Jeśli światowi animatorzy pokroju Klausa Schwaba zaplanowali nam lockdowny energetyczne to z naszą obecną „władzą” pozostaje nam tylko się na nie przygotować. Nasz obecny rząd, nie zrobi nic aby się tym planom sprzeciwić…
Aby mieć wpływ na politykę musimy przejąć władzę w NASZYM KRAJU poprzez wprowadzenie uczciwych posłów do parlamentu a potem do rządu.
Następnie rozliczyć WSZYSTKICH polityków którzy wspierają Cowidową narracje i ciągną z niej swoje brudne korzyści okraszone cierpieniami i śmiercią.
Od strony medycznej nasza obecna władza nie radzi sobie w ogóle z problemami które stanęły im na drodze, dlatego niniejszym korzystając z instytucji prawnej Nieposłuszeństwa Obywatelskiego, WYPOWIADAM naszemu rządowi MOJE POSŁUSZEŃSTWO w zakresie obostrzeń dotyczących domniemanej pandemi Covid19.
Nie będę nosić żadnych szmacianych maseczek które poza niedotlenienim nic nam nie gwarantują.

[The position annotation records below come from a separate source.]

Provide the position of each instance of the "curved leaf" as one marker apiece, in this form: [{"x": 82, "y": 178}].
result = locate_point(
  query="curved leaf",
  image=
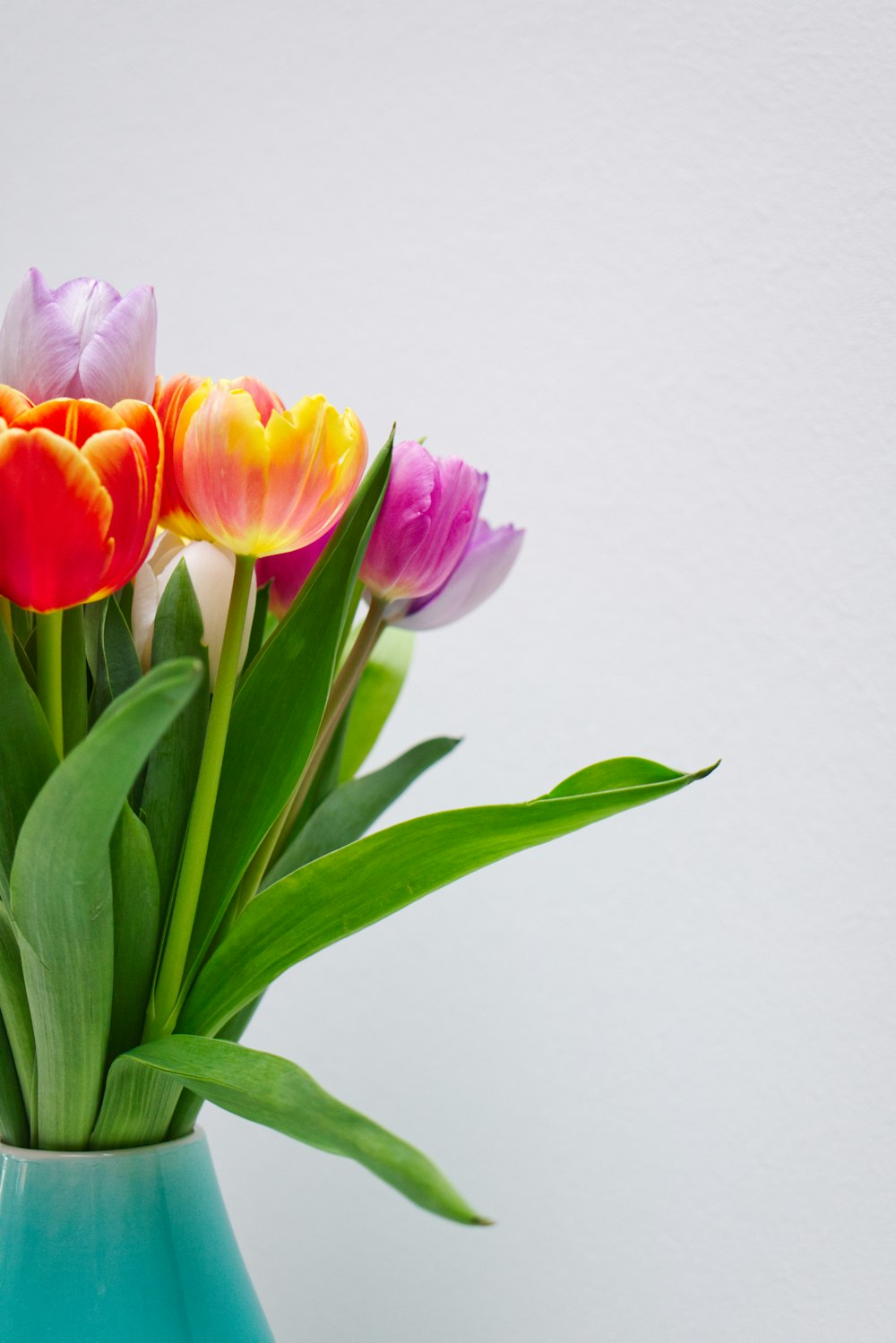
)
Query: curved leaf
[
  {"x": 279, "y": 708},
  {"x": 351, "y": 810},
  {"x": 274, "y": 1092},
  {"x": 61, "y": 895},
  {"x": 375, "y": 697},
  {"x": 366, "y": 882}
]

Nie będę przyjmował żadnych preparatów reklamowanych jako szczepionki, tym bardziej że obecna sytuacja to jeden wielki eksperyment medyczny na który się nie godzę.
Nie będę przestrzegać dziwnych ograniczeń przemieszczania lub spotykania się z innymi ludźmi.
Będę spotykał się z kim chcę i kiedy chcę i gdzie chcę.
Znam ryzyko zachorowania jak i powikłań Covidowych nie znam poszczepiennych.
Nie pozwalam na ograniczanie wolności jednostki kosztem złudnego bezpieczeństwa..
Nie pozwalam na ograniczanie MOJEJ WOLNOŚCI.